Migrating and Importing CSV files to MongoDB database in Spring Boot applications

In this blog, we will see how to integrate data migration into MongoDB database in Spring Boot applications. Also we will check how to import a CSV file into the DB. 

For completing this tutorial/blog, you need to have a basic understanding of the Spring Boot and MongoDb. Also you need to have Docker installed in your system because without installing the MongoDB database server in our system, we will use a MongoDB docker compose file to run the database. 

Let's first generate a simple Spring Boot application.

Initial Project Generation

Go to Spring Initializr then select Maven Project under Project section, Java in Language section, 2.6.6 in Spring Boot section. 

In the Project Metadata section, mention 

Group: com.morshed

Artifact: mongo-migration

Name: mongo-migration

Description: A simple spring boot project on data migration into MongoDB


In the dependencies section, add these dependencies:

  • Spring Web
  • Spring Data MongoDB
  • Lombok
  • Spring Boot DevTools
Then click on the Generate button for downloading the project. Extract the zip file and open the project in your favorite IDE.




MongoDB Docker Compose File

Create a folder named docker under src/main, so the updated directory structure is src/main/docker. Then create a file named mongodb.yml in the folder.

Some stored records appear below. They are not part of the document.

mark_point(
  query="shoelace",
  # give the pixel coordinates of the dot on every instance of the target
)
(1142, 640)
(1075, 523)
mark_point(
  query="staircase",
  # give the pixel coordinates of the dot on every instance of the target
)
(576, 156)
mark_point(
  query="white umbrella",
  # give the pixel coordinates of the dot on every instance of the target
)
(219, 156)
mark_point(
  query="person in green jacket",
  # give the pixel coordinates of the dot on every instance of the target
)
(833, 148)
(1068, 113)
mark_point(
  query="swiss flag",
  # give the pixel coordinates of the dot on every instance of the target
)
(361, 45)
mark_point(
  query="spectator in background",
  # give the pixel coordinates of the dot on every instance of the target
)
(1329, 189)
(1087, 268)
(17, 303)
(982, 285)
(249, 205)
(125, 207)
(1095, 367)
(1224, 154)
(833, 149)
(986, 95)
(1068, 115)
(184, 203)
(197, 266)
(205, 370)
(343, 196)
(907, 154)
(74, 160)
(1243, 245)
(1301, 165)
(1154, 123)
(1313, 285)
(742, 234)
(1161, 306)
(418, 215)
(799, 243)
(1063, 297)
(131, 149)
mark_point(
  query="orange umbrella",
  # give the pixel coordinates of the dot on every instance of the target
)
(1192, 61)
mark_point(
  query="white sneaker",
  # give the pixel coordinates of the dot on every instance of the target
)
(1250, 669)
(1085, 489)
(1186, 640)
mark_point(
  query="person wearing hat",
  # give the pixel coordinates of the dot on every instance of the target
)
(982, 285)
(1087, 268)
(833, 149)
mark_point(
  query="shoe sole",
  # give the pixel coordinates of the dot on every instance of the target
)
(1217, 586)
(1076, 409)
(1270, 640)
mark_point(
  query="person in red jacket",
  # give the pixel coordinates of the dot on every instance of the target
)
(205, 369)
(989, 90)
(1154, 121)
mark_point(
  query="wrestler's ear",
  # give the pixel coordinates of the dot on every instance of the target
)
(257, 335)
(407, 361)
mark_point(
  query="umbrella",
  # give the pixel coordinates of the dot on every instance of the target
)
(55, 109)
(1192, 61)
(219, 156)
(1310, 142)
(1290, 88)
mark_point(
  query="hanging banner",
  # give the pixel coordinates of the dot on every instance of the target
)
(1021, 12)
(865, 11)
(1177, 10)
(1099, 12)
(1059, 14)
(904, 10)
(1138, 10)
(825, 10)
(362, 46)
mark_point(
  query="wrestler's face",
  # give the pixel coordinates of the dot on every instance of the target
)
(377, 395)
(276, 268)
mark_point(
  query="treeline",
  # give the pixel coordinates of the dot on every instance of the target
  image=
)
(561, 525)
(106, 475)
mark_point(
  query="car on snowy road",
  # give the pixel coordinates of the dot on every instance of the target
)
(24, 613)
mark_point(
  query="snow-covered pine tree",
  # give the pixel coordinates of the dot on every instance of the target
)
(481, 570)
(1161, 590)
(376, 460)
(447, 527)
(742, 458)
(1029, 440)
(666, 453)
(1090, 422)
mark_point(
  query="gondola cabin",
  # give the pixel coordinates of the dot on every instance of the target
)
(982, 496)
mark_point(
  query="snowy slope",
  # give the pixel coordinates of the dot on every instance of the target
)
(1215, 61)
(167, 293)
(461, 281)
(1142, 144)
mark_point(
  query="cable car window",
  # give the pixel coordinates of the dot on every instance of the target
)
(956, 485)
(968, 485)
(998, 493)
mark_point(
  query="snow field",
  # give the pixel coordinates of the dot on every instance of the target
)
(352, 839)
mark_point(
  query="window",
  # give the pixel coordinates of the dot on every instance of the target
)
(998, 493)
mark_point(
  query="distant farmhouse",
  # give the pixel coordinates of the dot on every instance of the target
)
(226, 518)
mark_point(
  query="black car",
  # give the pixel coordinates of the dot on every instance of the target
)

Add the following snippets in the file. 

version: '2'
services:
  morshed-mongodb:
    image: mongo:4.2.7
    ports:
      - '27022:27017'
    volumes:
      - ~/volumes/jhipster/morshed/mongodb/:/data/db/

Here, MongoDb database will run in port 27017 in the docker container, but we are exposing the in our host maching at port 27022. 

To run the compose file, go to the directory in a terminal (in the mongodb.yml file location) and then run the following command to start the database.
docker-compose mongodb.yml up
Now our database is up and running. Next we are going to configure the mongodb database in the project.

Configure MongoDB database

Add the following properties in application.properties file. 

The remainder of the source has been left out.